Thursday, December 13, 2012
Reaching an agreement to cut the corporate tax rate should be easy. Major figures from both political parties have expressed interest in reducing the tax from 35%, which is the highest rate among the country’s main trading partners. Corporations would generally benefit from paying less tax and having more cash to reinvest in new projects or pay in dividends to shareholders.
The 35% rate is more of a “sticker price” than a reflection of the average tax burden. Corporations can pay a lower rate by lobbying for special deductions and credits, employing aggressive transfer pricing strategies to shift profits offshore and structuring operations to minimize how much they pay in taxes in the United States.
The average effective corporate tax rate is around 20%, and even lower in some industries. Cutting the nominal rate to 25% while broadening the base would discourage wasteful tax planning and, some believe, would make United States-based multinationals more competitive. But the politics of changing the rate and eliminating loopholes are thorny. Not everyone benefits. ...
A final tax package is likely to include many things other than a simple reduction in the corporate tax rate. Congress may offer special deductions and credits to soften the blow for companies that take a big charge to earnings or lose a competitive advantage.

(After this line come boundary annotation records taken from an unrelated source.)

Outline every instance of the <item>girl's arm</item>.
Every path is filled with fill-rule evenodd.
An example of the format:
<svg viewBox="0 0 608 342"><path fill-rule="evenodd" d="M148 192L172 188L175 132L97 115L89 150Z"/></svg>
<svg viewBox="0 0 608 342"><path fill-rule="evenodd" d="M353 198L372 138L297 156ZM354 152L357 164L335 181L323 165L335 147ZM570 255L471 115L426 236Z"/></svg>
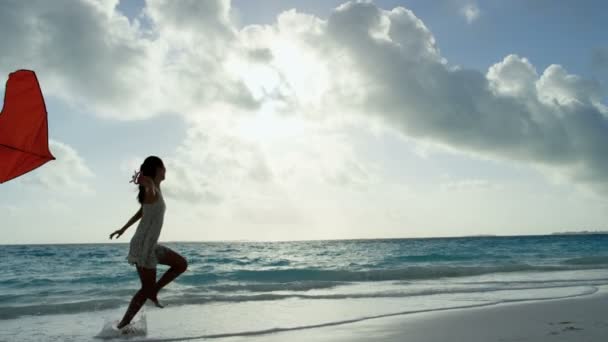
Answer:
<svg viewBox="0 0 608 342"><path fill-rule="evenodd" d="M133 225L133 223L137 222L137 220L139 220L142 217L142 215L143 215L142 208L140 207L139 210L135 213L135 215L133 215L133 217L131 217L131 219L129 219L129 221L127 223L125 223L125 225L122 228L120 228L119 230L110 234L110 240L112 240L112 236L114 236L115 234L116 234L116 238L118 239L127 230L127 228L131 227Z"/></svg>

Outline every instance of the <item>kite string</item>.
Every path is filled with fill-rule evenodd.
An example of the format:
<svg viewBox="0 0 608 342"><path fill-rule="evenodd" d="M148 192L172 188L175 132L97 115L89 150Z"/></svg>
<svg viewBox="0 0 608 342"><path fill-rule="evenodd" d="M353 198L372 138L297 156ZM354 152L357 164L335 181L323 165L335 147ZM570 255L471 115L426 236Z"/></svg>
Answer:
<svg viewBox="0 0 608 342"><path fill-rule="evenodd" d="M141 176L141 171L134 171L133 176L131 176L131 180L129 183L139 184L139 177Z"/></svg>

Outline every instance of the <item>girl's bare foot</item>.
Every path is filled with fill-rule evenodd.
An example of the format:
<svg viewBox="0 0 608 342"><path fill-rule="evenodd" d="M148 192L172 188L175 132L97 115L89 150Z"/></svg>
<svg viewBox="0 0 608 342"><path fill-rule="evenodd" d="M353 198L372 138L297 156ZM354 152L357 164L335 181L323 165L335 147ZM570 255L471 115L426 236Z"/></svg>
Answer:
<svg viewBox="0 0 608 342"><path fill-rule="evenodd" d="M154 305L156 305L157 308L161 308L162 309L162 308L165 307L164 305L160 304L160 302L158 301L158 298L156 298L156 295L150 296L150 297L148 297L148 299L151 300L152 303L154 303Z"/></svg>

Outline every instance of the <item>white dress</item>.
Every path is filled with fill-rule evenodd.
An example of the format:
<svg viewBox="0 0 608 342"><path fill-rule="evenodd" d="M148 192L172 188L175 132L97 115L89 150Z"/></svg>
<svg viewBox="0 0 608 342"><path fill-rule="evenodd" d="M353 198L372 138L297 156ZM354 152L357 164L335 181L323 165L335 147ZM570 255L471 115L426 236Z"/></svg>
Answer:
<svg viewBox="0 0 608 342"><path fill-rule="evenodd" d="M166 247L158 244L160 230L165 218L165 200L159 188L156 188L158 198L154 203L142 205L143 216L135 234L131 238L127 261L130 264L144 268L156 268L158 257L165 252Z"/></svg>

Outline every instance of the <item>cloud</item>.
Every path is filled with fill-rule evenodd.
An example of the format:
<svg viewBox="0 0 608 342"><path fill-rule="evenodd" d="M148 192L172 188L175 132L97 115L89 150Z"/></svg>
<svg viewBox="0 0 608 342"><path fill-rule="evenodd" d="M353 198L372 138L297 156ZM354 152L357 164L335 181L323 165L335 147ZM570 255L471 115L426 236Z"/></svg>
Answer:
<svg viewBox="0 0 608 342"><path fill-rule="evenodd" d="M598 70L608 70L608 47L596 47L593 49L591 64Z"/></svg>
<svg viewBox="0 0 608 342"><path fill-rule="evenodd" d="M339 134L313 130L325 150L297 135L270 139L269 150L235 131L266 112L344 133L344 122L382 122L411 139L557 170L608 191L605 89L558 64L536 70L508 55L487 72L450 65L412 11L367 1L347 2L326 20L291 10L242 29L228 1L149 1L149 25L129 22L115 5L1 3L0 39L10 46L1 71L31 66L51 94L101 115L171 112L193 122L174 157L185 181L167 183L175 196L222 201L241 180L274 184L297 170L334 184L374 178ZM479 17L474 3L465 9L469 22ZM257 131L272 137L276 124ZM281 145L302 151L277 154Z"/></svg>
<svg viewBox="0 0 608 342"><path fill-rule="evenodd" d="M487 179L450 180L441 184L445 191L502 190L503 186Z"/></svg>
<svg viewBox="0 0 608 342"><path fill-rule="evenodd" d="M149 1L133 22L117 3L2 2L0 72L33 69L45 95L121 120L256 106L224 66L235 36L227 1Z"/></svg>
<svg viewBox="0 0 608 342"><path fill-rule="evenodd" d="M479 7L475 3L468 3L460 9L460 14L464 16L464 18L467 20L467 23L471 24L479 18L481 12L479 11Z"/></svg>
<svg viewBox="0 0 608 342"><path fill-rule="evenodd" d="M93 193L89 182L94 174L78 152L56 140L49 141L49 149L56 160L46 163L19 180L24 184L41 186L59 193Z"/></svg>

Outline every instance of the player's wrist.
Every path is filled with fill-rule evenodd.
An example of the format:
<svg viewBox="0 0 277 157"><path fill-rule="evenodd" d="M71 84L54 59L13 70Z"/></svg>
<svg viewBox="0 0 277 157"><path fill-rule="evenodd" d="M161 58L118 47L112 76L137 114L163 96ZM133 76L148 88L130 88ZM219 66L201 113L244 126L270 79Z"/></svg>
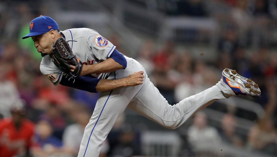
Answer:
<svg viewBox="0 0 277 157"><path fill-rule="evenodd" d="M129 77L129 76L120 79L121 80L121 81L120 81L120 82L121 83L122 87L127 87L129 86L128 83L129 83L129 81L128 81L128 78Z"/></svg>

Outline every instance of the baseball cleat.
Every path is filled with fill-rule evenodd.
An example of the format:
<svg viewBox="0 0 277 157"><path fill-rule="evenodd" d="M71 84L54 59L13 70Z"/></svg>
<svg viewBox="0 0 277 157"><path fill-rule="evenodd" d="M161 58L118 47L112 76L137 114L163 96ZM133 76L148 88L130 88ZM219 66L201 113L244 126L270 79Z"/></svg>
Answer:
<svg viewBox="0 0 277 157"><path fill-rule="evenodd" d="M261 95L261 90L258 84L251 78L240 75L235 70L226 68L222 72L221 79L236 95L248 95L253 98L259 97Z"/></svg>

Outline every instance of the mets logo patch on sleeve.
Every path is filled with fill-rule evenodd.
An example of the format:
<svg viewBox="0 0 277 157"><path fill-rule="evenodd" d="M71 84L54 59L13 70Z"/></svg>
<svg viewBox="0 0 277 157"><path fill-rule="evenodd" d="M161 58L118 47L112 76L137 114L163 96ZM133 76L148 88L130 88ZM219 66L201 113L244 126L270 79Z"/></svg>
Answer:
<svg viewBox="0 0 277 157"><path fill-rule="evenodd" d="M52 82L55 82L57 81L57 76L53 74L48 74L46 75L46 76L47 77L48 79L50 80Z"/></svg>
<svg viewBox="0 0 277 157"><path fill-rule="evenodd" d="M95 43L97 46L101 47L105 47L108 43L107 40L101 35L95 37Z"/></svg>

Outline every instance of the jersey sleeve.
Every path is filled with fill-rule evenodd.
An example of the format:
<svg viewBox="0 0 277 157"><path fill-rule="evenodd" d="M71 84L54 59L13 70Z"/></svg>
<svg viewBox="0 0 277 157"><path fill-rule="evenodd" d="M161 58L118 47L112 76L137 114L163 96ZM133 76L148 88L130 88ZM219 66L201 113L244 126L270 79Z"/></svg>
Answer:
<svg viewBox="0 0 277 157"><path fill-rule="evenodd" d="M99 60L104 61L109 58L116 48L111 42L93 30L88 31L86 38L87 44L93 55Z"/></svg>
<svg viewBox="0 0 277 157"><path fill-rule="evenodd" d="M62 72L57 68L41 63L40 69L41 73L55 86L59 84L62 80Z"/></svg>
<svg viewBox="0 0 277 157"><path fill-rule="evenodd" d="M81 76L75 78L74 83L68 78L63 78L60 83L63 86L72 87L91 93L97 93L96 86L101 79L85 76Z"/></svg>

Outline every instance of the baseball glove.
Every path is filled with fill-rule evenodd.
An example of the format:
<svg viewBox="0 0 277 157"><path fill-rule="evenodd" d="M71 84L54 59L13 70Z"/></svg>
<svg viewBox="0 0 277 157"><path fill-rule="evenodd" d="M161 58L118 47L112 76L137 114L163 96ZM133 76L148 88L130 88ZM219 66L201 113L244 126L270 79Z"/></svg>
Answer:
<svg viewBox="0 0 277 157"><path fill-rule="evenodd" d="M50 56L55 65L62 72L62 74L69 76L70 79L79 76L82 71L83 63L73 54L65 39L62 37L59 38L53 47L54 49ZM73 72L70 71L70 65L76 67Z"/></svg>

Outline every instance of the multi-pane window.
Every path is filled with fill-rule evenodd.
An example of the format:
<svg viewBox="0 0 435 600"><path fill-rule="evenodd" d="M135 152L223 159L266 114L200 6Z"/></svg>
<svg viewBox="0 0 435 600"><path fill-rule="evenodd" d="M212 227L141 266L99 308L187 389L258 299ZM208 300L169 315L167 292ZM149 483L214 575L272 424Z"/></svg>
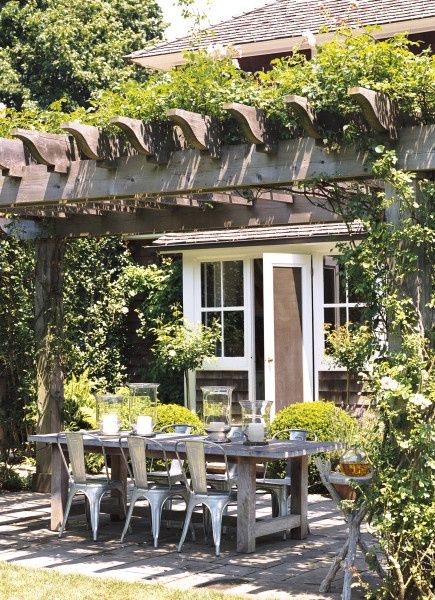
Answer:
<svg viewBox="0 0 435 600"><path fill-rule="evenodd" d="M244 356L243 261L201 264L201 318L204 325L217 321L221 341L216 356Z"/></svg>
<svg viewBox="0 0 435 600"><path fill-rule="evenodd" d="M324 323L336 329L346 323L361 321L362 303L346 284L345 274L339 270L337 259L323 259Z"/></svg>

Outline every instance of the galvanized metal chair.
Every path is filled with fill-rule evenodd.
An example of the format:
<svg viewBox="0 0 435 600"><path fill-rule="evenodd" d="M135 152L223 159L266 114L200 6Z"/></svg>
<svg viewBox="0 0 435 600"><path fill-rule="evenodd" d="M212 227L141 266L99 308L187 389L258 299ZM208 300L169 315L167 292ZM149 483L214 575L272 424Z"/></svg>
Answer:
<svg viewBox="0 0 435 600"><path fill-rule="evenodd" d="M222 457L223 459L226 475L225 490L214 490L207 486L207 463L205 460L205 448L211 449L214 455ZM180 456L181 450L186 453L190 483L188 482L184 469L184 460ZM184 540L186 539L193 510L196 506L201 505L203 511L204 507L207 507L210 513L216 556L219 556L222 534L222 517L228 504L236 501L237 499L236 493L231 490L231 480L225 450L219 444L208 442L206 440L180 440L175 446L175 451L180 461L181 468L183 469L184 481L189 489L186 518L184 521L181 539L177 548L178 552L181 552Z"/></svg>
<svg viewBox="0 0 435 600"><path fill-rule="evenodd" d="M83 443L84 435L92 438L94 446L101 447L101 452L104 457L105 476L92 477L86 474L85 449ZM71 470L69 468L68 461L61 443L64 440L66 440L68 448L68 458ZM106 450L98 435L85 431L60 433L57 436L57 445L69 475L68 499L65 507L65 515L59 530L59 537L62 537L64 532L74 496L76 494L84 494L89 503L89 510L87 510L86 513L91 522L93 539L96 541L101 500L104 494L113 491L117 492L120 498L121 511L123 511L125 514L122 483L120 481L110 479L109 470L107 467Z"/></svg>
<svg viewBox="0 0 435 600"><path fill-rule="evenodd" d="M305 435L301 435L299 429L282 429L275 433L272 440L281 439L283 434L288 434L290 441L305 441L307 435L309 435L314 441L317 436L309 431L305 432ZM268 477L268 464L266 463L264 468L264 475L256 480L257 490L269 492L272 499L272 516L274 517L286 517L288 515L288 499L290 496L290 477Z"/></svg>
<svg viewBox="0 0 435 600"><path fill-rule="evenodd" d="M160 522L161 514L164 503L171 498L179 497L183 498L184 501L188 502L189 493L184 484L174 484L171 482L171 476L169 474L168 460L166 458L166 452L163 446L152 439L153 446L162 452L163 460L166 465L166 485L154 484L148 480L147 473L147 446L150 444L150 440L140 436L129 436L127 438L128 450L131 460L131 468L127 457L125 456L124 449L122 447L122 438L120 439L120 448L122 456L127 464L129 475L133 481L133 491L130 500L130 506L127 512L127 518L125 520L124 530L121 535L121 542L124 541L125 534L130 526L131 517L133 515L133 509L136 502L142 498L148 501L151 509L151 528L154 539L154 548L158 547L159 533L160 533Z"/></svg>

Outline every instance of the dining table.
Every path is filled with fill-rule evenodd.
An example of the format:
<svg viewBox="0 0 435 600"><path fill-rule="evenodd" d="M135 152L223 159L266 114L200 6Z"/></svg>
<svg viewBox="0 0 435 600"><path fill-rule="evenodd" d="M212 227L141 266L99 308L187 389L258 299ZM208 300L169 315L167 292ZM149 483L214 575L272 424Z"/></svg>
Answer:
<svg viewBox="0 0 435 600"><path fill-rule="evenodd" d="M147 438L147 455L162 457L164 449L167 458L175 457L175 447L180 440L205 439L205 436L189 434L158 434L155 438ZM68 474L62 461L58 440L66 448L66 438L63 434L30 435L30 442L49 444L52 455L51 475L51 530L57 531L63 519L64 508L68 493ZM154 443L157 440L158 445ZM121 452L128 452L127 433L113 436L100 435L97 445L94 435L84 433L85 450L105 452L110 456L111 477L124 483L125 503L127 502L127 465ZM237 551L251 553L255 551L256 539L273 533L289 531L294 539L304 539L308 536L308 460L315 454L330 453L343 448L339 442L320 442L302 440L269 440L264 445L246 445L243 441L231 441L222 444L225 453L231 461L237 462ZM178 445L177 450L180 450ZM182 447L181 447L182 450ZM222 458L213 455L210 446L205 445L206 458ZM216 451L215 451L216 453ZM182 454L182 452L181 452ZM258 465L285 461L287 474L290 475L291 494L288 515L277 517L256 516L256 477Z"/></svg>

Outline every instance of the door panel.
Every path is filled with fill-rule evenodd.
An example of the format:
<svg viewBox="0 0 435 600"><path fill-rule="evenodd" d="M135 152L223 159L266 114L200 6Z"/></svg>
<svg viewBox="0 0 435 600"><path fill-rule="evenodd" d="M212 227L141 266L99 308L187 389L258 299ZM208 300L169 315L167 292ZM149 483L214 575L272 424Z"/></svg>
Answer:
<svg viewBox="0 0 435 600"><path fill-rule="evenodd" d="M311 257L264 254L265 397L274 411L313 399Z"/></svg>

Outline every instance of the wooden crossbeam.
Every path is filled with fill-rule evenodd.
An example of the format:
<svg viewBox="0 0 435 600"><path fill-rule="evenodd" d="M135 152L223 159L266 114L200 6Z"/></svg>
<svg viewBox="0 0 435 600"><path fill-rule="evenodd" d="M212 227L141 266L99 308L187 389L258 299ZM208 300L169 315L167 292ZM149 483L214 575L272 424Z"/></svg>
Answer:
<svg viewBox="0 0 435 600"><path fill-rule="evenodd" d="M351 87L347 93L359 105L372 129L397 138L396 110L387 95L363 87Z"/></svg>
<svg viewBox="0 0 435 600"><path fill-rule="evenodd" d="M304 96L284 96L284 102L293 111L295 117L302 125L305 133L316 140L321 139L322 133L317 123L316 113Z"/></svg>
<svg viewBox="0 0 435 600"><path fill-rule="evenodd" d="M410 171L435 169L435 125L409 127L399 132L398 168ZM1 207L44 205L134 197L185 196L232 189L290 186L314 177L335 181L370 179L367 152L352 147L327 152L312 138L279 142L268 155L254 146L223 148L220 161L198 150L174 152L166 167L145 156L121 157L108 171L96 161L73 161L67 174L47 172L40 165L23 168L21 180L0 177Z"/></svg>
<svg viewBox="0 0 435 600"><path fill-rule="evenodd" d="M66 173L71 161L79 158L75 143L68 135L30 129L13 129L12 134L25 144L37 163L47 165L55 173Z"/></svg>
<svg viewBox="0 0 435 600"><path fill-rule="evenodd" d="M22 177L23 167L29 161L21 140L0 138L0 170L9 177Z"/></svg>
<svg viewBox="0 0 435 600"><path fill-rule="evenodd" d="M265 152L273 152L276 149L277 137L273 134L263 110L238 102L224 104L223 108L236 119L247 142L256 144Z"/></svg>
<svg viewBox="0 0 435 600"><path fill-rule="evenodd" d="M61 127L74 137L83 154L92 160L113 160L132 154L128 144L99 127L84 125L79 121L62 123Z"/></svg>
<svg viewBox="0 0 435 600"><path fill-rule="evenodd" d="M126 135L133 148L145 156L152 156L159 164L167 164L172 152L184 147L184 139L177 135L171 123L154 121L144 123L129 117L114 117L110 120Z"/></svg>
<svg viewBox="0 0 435 600"><path fill-rule="evenodd" d="M220 157L220 124L215 119L181 108L171 108L166 116L181 128L189 146L208 151L212 158Z"/></svg>

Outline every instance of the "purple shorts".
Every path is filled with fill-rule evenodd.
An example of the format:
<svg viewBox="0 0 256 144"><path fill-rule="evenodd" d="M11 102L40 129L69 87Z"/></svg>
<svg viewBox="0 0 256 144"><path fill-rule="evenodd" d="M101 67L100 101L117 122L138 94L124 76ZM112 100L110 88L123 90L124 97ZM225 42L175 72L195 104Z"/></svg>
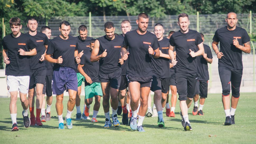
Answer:
<svg viewBox="0 0 256 144"><path fill-rule="evenodd" d="M60 67L53 70L52 92L54 94L61 95L67 89L77 91L77 77L73 68Z"/></svg>

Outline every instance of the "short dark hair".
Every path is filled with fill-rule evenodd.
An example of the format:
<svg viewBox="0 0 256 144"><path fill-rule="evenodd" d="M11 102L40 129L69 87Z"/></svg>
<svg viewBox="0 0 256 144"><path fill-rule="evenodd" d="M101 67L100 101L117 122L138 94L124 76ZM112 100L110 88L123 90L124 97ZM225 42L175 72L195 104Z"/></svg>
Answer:
<svg viewBox="0 0 256 144"><path fill-rule="evenodd" d="M104 25L104 27L105 29L107 28L108 29L110 29L114 27L114 23L111 21L108 21Z"/></svg>
<svg viewBox="0 0 256 144"><path fill-rule="evenodd" d="M9 21L9 24L10 24L10 26L12 25L20 26L21 25L20 23L20 19L17 17L12 17Z"/></svg>
<svg viewBox="0 0 256 144"><path fill-rule="evenodd" d="M86 26L84 25L81 25L79 26L79 27L78 27L78 32L79 32L80 30L84 31L87 30L87 27Z"/></svg>
<svg viewBox="0 0 256 144"><path fill-rule="evenodd" d="M46 29L50 30L51 28L48 26L43 26L42 27L41 27L41 29L40 30L40 32L42 32L43 31L44 31Z"/></svg>
<svg viewBox="0 0 256 144"><path fill-rule="evenodd" d="M178 16L178 21L180 21L180 18L182 17L188 17L188 18L189 20L189 15L188 15L188 14L186 13L181 13Z"/></svg>
<svg viewBox="0 0 256 144"><path fill-rule="evenodd" d="M148 18L148 15L144 12L142 12L138 15L138 20L139 18L141 17L144 18Z"/></svg>
<svg viewBox="0 0 256 144"><path fill-rule="evenodd" d="M68 22L68 21L62 21L60 23L60 28L61 28L61 25L62 24L64 24L66 26L70 26L70 24Z"/></svg>

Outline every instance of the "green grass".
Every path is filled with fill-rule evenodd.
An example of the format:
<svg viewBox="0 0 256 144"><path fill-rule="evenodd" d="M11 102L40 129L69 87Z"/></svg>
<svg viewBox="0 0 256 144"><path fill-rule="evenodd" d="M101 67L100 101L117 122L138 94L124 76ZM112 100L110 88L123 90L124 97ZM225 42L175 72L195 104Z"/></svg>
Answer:
<svg viewBox="0 0 256 144"><path fill-rule="evenodd" d="M185 131L181 126L178 101L175 110L176 117L164 117L165 127L158 127L157 118L145 118L143 124L145 133L133 131L129 127L122 125L117 128L104 129L105 117L102 105L97 118L99 123L76 120L75 108L71 118L73 128L67 128L64 121L65 129L59 130L54 106L55 97L51 109L52 119L43 123L44 126L41 127L31 126L26 128L24 127L22 108L20 101L18 101L17 117L20 130L11 132L10 99L1 98L0 143L255 143L255 94L241 94L236 112L235 125L223 126L225 117L221 95L209 94L204 107L204 116L193 115L193 104L192 107L189 110L193 131ZM84 97L81 96L81 99ZM66 113L68 99L67 97L64 97L63 116ZM81 109L83 106L81 105ZM90 117L93 111L91 109ZM164 115L166 115L165 111ZM118 118L121 122L121 117L119 116Z"/></svg>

The policy argument for these sweeteners is especially weak. Usually, when companies strive for a competitive advantage by offering superior service or building a better mousetrap, we all benefit. But when companies gain an advantage by aggressively managing their tax liability, they benefit only themselves and shift the burden to others.
Changing the tax code is never easy. Cutting the corporate tax rate provides a rare opportunity for bipartisan lawmaking. Congress shouldn’t make it harder on itself by promising to hold harmless every company that has manipulated the status quo to its advantage.